Supply Aggregation: access to 600+ airlines across (GDS, NDC, direct-connect), 2m+ hotels (across OTAs/GDS/direct-connect), 40+ rail partnerships, 40+ car rental, and 45+ black car providers. Direct + API inventory is increasingly strategic for TMCs as NDC proliferates. And as there’s is the potential for MCP or even further direct access methods for inventory and booking, it places Navan in a superior competitive position to legacy competitors.
Payments Fabric: Connections to major networks and 200+ banks with multiple issuers and it’s own corporate cards through both American Express and BrexPay for individual bookings.
Why it Matters: Navan has built the anti-GDS architecture by in aggregate broadly plugging in direct content where it exists and providing one system of record to both traveler and finance department. By enabling everything in one place it raises on-platform share, improves policy compliance, and boosts usage yield. Navan is doing to legacy TMCs what Brex and Ramp have been doing to Amex and Concur. It’s cloud native and AI-enabled disruption of a sleepy legacy business.
Unified Travel + Expense + Payments (with Flexible Pricing)
From a customer perspective, Navan makes the majority of their money through usage-based pricing. 90% of revenue is usage-based (supplier commissions, per-trip fees, payment economics) vs 10% traditional SaaS fees.
Expense automation reduces tons of pain points. While Ramp or Brex do a great job, they’re a software layer on top. With Navan the policy is enforced at booking and the point of purchase with virtual cards so that expense report dissolves into automated reconciliation. For companies not ready to switch payment providers, Navan Connect pulls 3P card rails into the same controls.

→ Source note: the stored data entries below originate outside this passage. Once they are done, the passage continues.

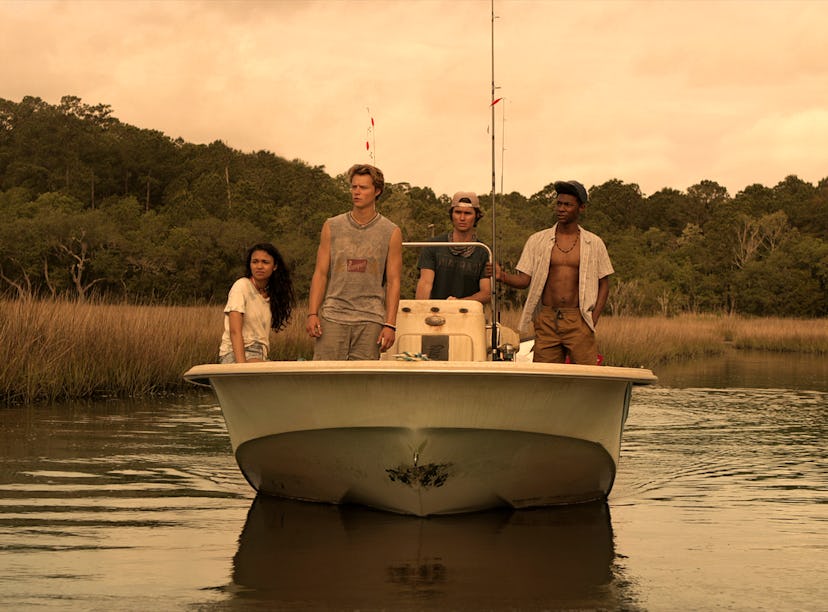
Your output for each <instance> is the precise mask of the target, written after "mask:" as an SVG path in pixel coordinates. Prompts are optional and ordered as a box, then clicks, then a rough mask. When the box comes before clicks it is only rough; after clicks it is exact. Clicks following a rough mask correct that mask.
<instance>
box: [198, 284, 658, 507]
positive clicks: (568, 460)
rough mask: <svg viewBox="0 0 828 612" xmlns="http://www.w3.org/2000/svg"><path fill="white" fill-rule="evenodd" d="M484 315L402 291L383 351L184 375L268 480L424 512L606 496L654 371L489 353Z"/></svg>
mask: <svg viewBox="0 0 828 612" xmlns="http://www.w3.org/2000/svg"><path fill="white" fill-rule="evenodd" d="M486 329H487V328H486V322H485V317H484V314H483V309H482V305H481V304H480V303H478V302H474V301H469V300H417V301H415V300H402V301H401V303H400V312H399V317H398V319H397V341H396V343H395V346H394V347H393V349H392V350H391V351H389V353H388V354H387V355H386V356H385V358H383V359H381V360H379V361H295V362H261V363H248V364H229V365H221V364H209V365H199V366H195V367H193V368H191V369H190V370H189V371H188V372H186V373H185V375H184V377H185V378H186V379H187V380H189V381H191V382H194V383H198V384H204V385H209V386H210V387H212V388H213V390H214V391H215V393H216V396H217V398H218V401H219V404H220V405H221V409H222V411H223V414H224V418H225V421H226V423H227V428H228V431H229V434H230V441H231V444H232V448H233V453H234V454H235V458H236V460H237V462H238V464H239V467H240V469H241V471H242V473H243V474H244V476H245V477H246V478H247V480H248V481H249V482H250V484H251V485H252V486H253V488H254V489H255V490H256V491H259V492H261V493H265V494H269V495H275V496H280V497H286V498H292V499H300V500H311V501H317V502H329V503H335V504H340V503H358V504H362V505H365V506H370V507H373V508H377V509H382V510H388V511H392V512H397V513H403V514H413V515H417V516H428V515H438V514H453V513H460V512H468V511H475V510H483V509H488V508H494V507H511V508H528V507H536V506H549V505H557V504H570V503H580V502H588V501H594V500H602V499H606V497H607V495H608V494H609V492H610V490H611V488H612V484H613V480H614V478H615V473H616V467H617V463H618V458H619V453H620V445H621V435H622V432H623V428H624V422H625V420H626V417H627V412H628V410H629V403H630V395H631V390H632V386H633V385H637V384H651V383H654V382H655V381H656V380H657V379H656V377H655V376H654V375H653V373H652V372H651V371H650V370H646V369H638V368H621V367H610V366H584V365H571V364H538V363H532V362H531V361H522V360H509V361H491V360H489V359H490V357H489V354H490V353H491V351H490V350H489V349H488V345H489V344H490V343H489V342H488V341H487V331H486ZM503 334H504V335H505V332H503ZM496 338H497V336H496ZM509 352H510V351H509V350H508V348H507V350H506V353H507V354H508V353H509Z"/></svg>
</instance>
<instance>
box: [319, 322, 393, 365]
mask: <svg viewBox="0 0 828 612" xmlns="http://www.w3.org/2000/svg"><path fill="white" fill-rule="evenodd" d="M320 322H321V323H322V335H321V336H320V337H319V338H317V339H316V343H315V345H314V347H313V359H314V361H319V360H325V361H360V360H362V361H368V360H371V359H379V354H380V351H379V344H377V338H379V335H380V332H381V331H382V325H380V324H379V323H353V324H351V325H346V324H344V323H335V322H333V321H328V320H327V319H325V318H322V319H321V321H320Z"/></svg>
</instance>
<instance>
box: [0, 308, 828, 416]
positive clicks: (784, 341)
mask: <svg viewBox="0 0 828 612" xmlns="http://www.w3.org/2000/svg"><path fill="white" fill-rule="evenodd" d="M305 315H306V312H305V309H304V308H297V309H296V310H295V311H294V313H293V316H292V317H291V321H290V322H289V323H288V325H287V327H286V328H285V329H284V330H283V331H281V332H279V333H278V334H274V335H273V336H272V337H271V351H270V359H272V360H285V361H293V360H297V359H310V358H311V357H312V355H313V344H312V341H311V339H310V338H308V337H307V334H306V333H305V330H304V321H305ZM519 316H520V311H517V310H505V311H503V312H501V321H502V322H503V324H504V325H506V326H509V327H513V328H514V327H515V326H516V323H517V321H518V319H519ZM222 329H223V312H222V307H221V306H220V305H212V306H149V305H127V304H104V303H91V302H86V303H82V302H77V301H65V300H56V301H37V300H16V301H15V300H5V301H0V337H2V339H3V341H2V342H0V401H1V402H2V403H4V404H5V405H12V404H24V403H36V402H55V401H67V400H74V399H84V398H106V397H147V396H153V395H162V394H165V393H181V392H187V391H188V390H191V389H195V387H193V386H192V385H190V384H188V383H187V382H186V381H184V380H183V379H182V374H183V373H184V372H185V371H186V370H188V369H189V368H190V367H191V366H193V365H196V364H199V363H211V362H215V361H216V359H217V352H218V345H219V341H220V339H221V333H222ZM598 344H599V350H600V351H601V353H602V354H603V355H604V359H605V360H604V363H605V364H606V365H615V366H627V367H645V368H649V369H652V370H654V371H655V372H656V374H658V371H657V370H658V367H659V366H661V365H665V364H668V363H676V362H682V361H691V360H695V359H702V358H705V357H711V356H716V355H721V354H723V353H724V352H725V351H726V350H728V349H729V348H735V349H737V350H761V351H776V352H796V353H809V354H815V355H825V354H826V353H828V325H826V321H825V319H782V318H775V317H774V318H747V317H739V316H727V315H720V316H717V315H680V316H676V317H669V318H668V317H627V316H622V317H613V316H606V315H605V316H604V317H602V318H601V321H600V322H599V325H598Z"/></svg>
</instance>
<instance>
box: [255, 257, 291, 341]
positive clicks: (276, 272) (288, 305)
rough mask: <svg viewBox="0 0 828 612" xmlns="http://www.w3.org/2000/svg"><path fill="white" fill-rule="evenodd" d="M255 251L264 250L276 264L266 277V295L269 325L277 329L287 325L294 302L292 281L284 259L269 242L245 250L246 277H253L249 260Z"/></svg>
mask: <svg viewBox="0 0 828 612" xmlns="http://www.w3.org/2000/svg"><path fill="white" fill-rule="evenodd" d="M256 251H264V252H265V253H267V254H268V255H270V256H271V257H272V258H273V263H275V264H276V269H275V270H273V274H271V275H270V278H269V279H267V297H269V298H270V314H271V316H272V321H271V323H270V326H271V327H272V328H273V329H275V330H276V331H279V330H280V329H282V328H283V327H284V326H285V325H287V322H288V321H289V320H290V313H291V312H292V311H293V306H294V305H295V304H296V298H295V297H294V295H293V283H292V282H291V280H290V273H289V272H288V269H287V266H286V265H285V260H284V259H282V255H281V254H280V253H279V249H277V248H276V247H275V246H273V245H272V244H270V243H269V242H260V243H259V244H254V245H253V246H252V247H250V248H249V249H248V250H247V256H246V257H245V267H246V270H247V276H248V278H252V277H253V270H252V269H251V268H250V260H251V259H253V253H255V252H256Z"/></svg>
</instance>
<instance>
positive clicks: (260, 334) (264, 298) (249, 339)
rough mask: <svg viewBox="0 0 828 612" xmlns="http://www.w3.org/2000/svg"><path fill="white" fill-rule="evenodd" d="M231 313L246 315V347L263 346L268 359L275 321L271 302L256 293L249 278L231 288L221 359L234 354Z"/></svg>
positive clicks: (243, 334)
mask: <svg viewBox="0 0 828 612" xmlns="http://www.w3.org/2000/svg"><path fill="white" fill-rule="evenodd" d="M229 312H240V313H242V314H243V315H244V317H243V322H242V337H243V338H244V347H245V348H249V347H255V345H257V344H259V345H263V349H264V357H267V352H268V350H269V349H270V325H271V323H272V321H273V317H272V315H271V313H270V301H269V300H267V299H265V298H263V297H262V296H261V294H259V292H258V291H256V287H254V286H253V281H251V280H250V279H249V278H247V277H245V278H240V279H239V280H237V281H236V282H235V283H233V286H232V287H230V293H229V294H228V296H227V305H226V306H225V307H224V335H223V336H222V337H221V347H220V348H219V357H222V356H224V355H227V354H229V353H232V352H233V344H232V342H230V316H229V315H228V313H229Z"/></svg>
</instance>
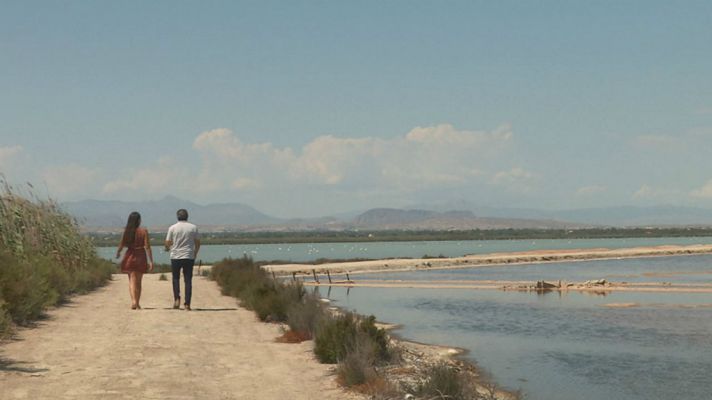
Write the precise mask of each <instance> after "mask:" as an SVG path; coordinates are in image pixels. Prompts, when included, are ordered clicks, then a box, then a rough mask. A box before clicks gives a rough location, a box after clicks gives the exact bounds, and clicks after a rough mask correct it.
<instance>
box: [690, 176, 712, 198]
mask: <svg viewBox="0 0 712 400" xmlns="http://www.w3.org/2000/svg"><path fill="white" fill-rule="evenodd" d="M690 196H692V197H695V198H698V199H712V179H710V180H709V181H707V182H706V183H705V184H704V185H702V186H701V187H699V188H697V189H694V190H692V191H690Z"/></svg>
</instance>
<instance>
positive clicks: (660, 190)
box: [633, 184, 685, 202]
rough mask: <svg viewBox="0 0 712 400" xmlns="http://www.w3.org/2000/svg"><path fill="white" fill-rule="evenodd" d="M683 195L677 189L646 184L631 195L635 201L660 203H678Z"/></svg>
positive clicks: (640, 187) (682, 193)
mask: <svg viewBox="0 0 712 400" xmlns="http://www.w3.org/2000/svg"><path fill="white" fill-rule="evenodd" d="M684 195H685V194H684V193H683V192H681V191H680V190H678V189H673V188H668V187H656V186H651V185H648V184H644V185H642V186H640V188H639V189H638V190H636V191H635V192H634V193H633V199H635V200H653V201H655V202H660V201H666V202H667V201H679V200H680V199H681V198H682V197H684Z"/></svg>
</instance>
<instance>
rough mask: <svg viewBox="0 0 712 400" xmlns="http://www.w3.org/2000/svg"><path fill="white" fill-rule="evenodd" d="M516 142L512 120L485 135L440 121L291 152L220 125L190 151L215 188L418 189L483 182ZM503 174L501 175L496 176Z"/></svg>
mask: <svg viewBox="0 0 712 400" xmlns="http://www.w3.org/2000/svg"><path fill="white" fill-rule="evenodd" d="M511 139H512V132H511V127H510V126H508V125H503V126H502V127H499V128H497V129H495V130H493V131H491V132H485V131H468V130H458V129H456V128H455V127H453V126H452V125H449V124H441V125H436V126H430V127H416V128H414V129H413V130H411V131H410V132H408V133H406V134H405V135H402V136H396V137H395V138H392V139H381V138H372V137H365V138H348V137H346V138H343V137H336V136H333V135H324V136H319V137H316V138H314V139H313V140H312V141H310V142H309V143H307V144H305V145H304V146H303V147H302V148H301V149H293V148H291V147H278V146H275V145H274V144H272V143H269V142H264V143H245V142H243V141H242V140H240V138H239V137H238V136H237V135H236V134H234V133H233V132H232V131H230V130H228V129H225V128H220V129H214V130H210V131H206V132H203V133H201V134H200V135H198V137H197V138H196V139H195V141H194V143H193V148H195V149H196V150H197V151H198V152H199V153H200V154H201V155H202V160H203V170H202V173H201V174H200V176H201V180H202V181H204V182H210V185H209V186H213V187H221V186H225V184H226V183H228V182H231V183H232V185H231V186H232V187H235V188H238V187H239V188H240V189H244V190H262V189H264V188H266V187H269V186H270V185H296V184H308V185H318V186H325V187H329V186H333V187H336V186H339V187H350V188H358V189H363V190H368V189H372V188H376V187H380V186H385V185H391V186H393V185H395V186H398V187H400V188H402V189H415V188H418V187H423V186H426V187H430V186H438V185H451V184H463V183H466V182H469V181H472V180H473V179H479V178H480V177H482V176H483V175H486V173H485V172H483V171H484V168H482V167H481V165H483V164H486V163H487V161H488V160H491V159H492V158H493V157H494V158H496V156H497V155H498V154H499V153H500V152H501V151H502V149H504V148H506V147H507V145H508V143H509V142H510V141H511ZM508 174H509V175H511V177H510V178H509V180H510V181H511V180H512V179H522V178H528V177H530V176H529V175H527V174H528V173H525V171H524V170H521V169H514V170H512V171H509V172H508ZM506 179H507V178H506V177H505V176H504V175H502V176H499V177H496V178H495V179H494V180H495V181H496V182H497V183H500V182H504V180H506Z"/></svg>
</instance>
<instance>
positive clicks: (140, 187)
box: [102, 157, 193, 198]
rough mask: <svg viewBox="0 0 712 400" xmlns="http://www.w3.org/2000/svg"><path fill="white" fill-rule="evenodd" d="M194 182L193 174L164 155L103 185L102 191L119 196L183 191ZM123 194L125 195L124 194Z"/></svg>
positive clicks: (103, 191) (166, 192) (168, 192)
mask: <svg viewBox="0 0 712 400" xmlns="http://www.w3.org/2000/svg"><path fill="white" fill-rule="evenodd" d="M191 182H193V176H192V175H191V174H189V173H187V172H186V171H185V169H183V168H182V167H181V166H180V164H179V163H176V162H175V161H174V160H173V159H172V158H170V157H162V158H160V159H159V160H158V161H157V162H155V163H154V164H153V165H150V166H147V167H144V168H140V169H135V170H132V171H129V172H128V173H126V174H125V176H123V177H121V178H118V179H115V180H112V181H109V182H107V183H106V184H104V185H103V188H102V193H103V194H106V195H113V196H117V197H119V198H121V197H125V196H126V195H135V194H137V193H139V194H164V193H175V192H182V191H183V190H182V189H183V187H184V186H185V185H190V183H191ZM122 194H123V196H122Z"/></svg>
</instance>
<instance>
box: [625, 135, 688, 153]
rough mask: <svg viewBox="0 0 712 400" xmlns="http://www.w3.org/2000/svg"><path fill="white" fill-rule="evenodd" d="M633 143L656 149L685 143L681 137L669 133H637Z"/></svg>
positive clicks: (670, 146) (664, 147) (642, 147)
mask: <svg viewBox="0 0 712 400" xmlns="http://www.w3.org/2000/svg"><path fill="white" fill-rule="evenodd" d="M633 143H634V144H635V145H636V146H637V147H641V148H644V149H651V148H652V149H658V150H671V149H677V148H680V147H683V146H684V145H685V141H684V140H683V139H682V138H679V137H675V136H671V135H639V136H637V137H636V138H635V139H634V140H633Z"/></svg>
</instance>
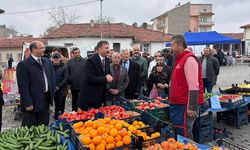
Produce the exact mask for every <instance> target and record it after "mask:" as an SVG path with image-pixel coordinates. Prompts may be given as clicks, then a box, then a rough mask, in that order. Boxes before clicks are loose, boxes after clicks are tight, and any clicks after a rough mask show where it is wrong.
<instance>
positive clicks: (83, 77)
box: [67, 48, 86, 111]
mask: <svg viewBox="0 0 250 150" xmlns="http://www.w3.org/2000/svg"><path fill="white" fill-rule="evenodd" d="M72 53H73V55H74V58H72V59H70V60H69V61H68V64H67V73H68V76H69V86H70V90H71V94H72V111H77V100H78V97H79V94H80V85H81V82H82V81H83V80H84V76H85V71H84V70H85V64H86V60H85V59H84V58H82V57H81V52H80V49H79V48H74V49H73V50H72Z"/></svg>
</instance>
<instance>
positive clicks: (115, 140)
mask: <svg viewBox="0 0 250 150" xmlns="http://www.w3.org/2000/svg"><path fill="white" fill-rule="evenodd" d="M121 140H122V137H121V136H120V135H119V134H118V135H117V136H116V137H115V141H116V142H118V141H121Z"/></svg>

Personal Travel Benefits: An underappreciated fly-wheel is that Navan also has personal travel enablement that helps lock in customers. A SDR at a company utilizing Navan can also book their vacation or personal travel and benefit from all of the same support, pricing, and rewards that the platform enables. If you get a great experience for your corporate travel, and you use it for your personal travel as well it creates significant lock-in for customer behavior.
Why it Matters: This is the core flywheel, Navan lands with travel, expands to payments and expense, drives up NRR and card spend, and lifts margins as software and AI replace manual workflows. Most importantly this helps Navan continue to penetrate the 65% of business travel that is unmanaged. That’s a much more significant TAM than merely competing for displacement of legacy TMC providers.
The IPO and History
Navan (formerly TripActions) has been around since 2015 but really started scaling into 2019 and then into the pandemic. They raised their last big round in 2022 at $9.2B. Reuters and word on the street is a valuation somewhere around $8B which although is a down-round IPO represents a more grounded reality.
An $8B IPO for Navan would be somewhere around 1x EV / GBV which in the context of OTAs or internet marketplaces like Uber, Lyft, or Doordash is somewhere in the zone.
That’s a significant premium to where Amex GBT is trading today (somewhere around 0.2x EV / GBV), but Amex GBT is legacy, maxxing out on margins, and isn’t growing (consensus top-line growth for this year is 2.5% and is 4.6% for next year).
The big question for Navan is whether it gets treated like a Ramp, Brex, or software company that can trade at a 8-10x EV / Revenue multiple and 35-40x EV / EBITDA or whether it trades more in-line with traditional TMCs that trade at 2x EV / Revenue and 8-10x EV / EBITDA. The answer is that we’ll see as the IPO roadshow progresses and it prices sometime in mid-October.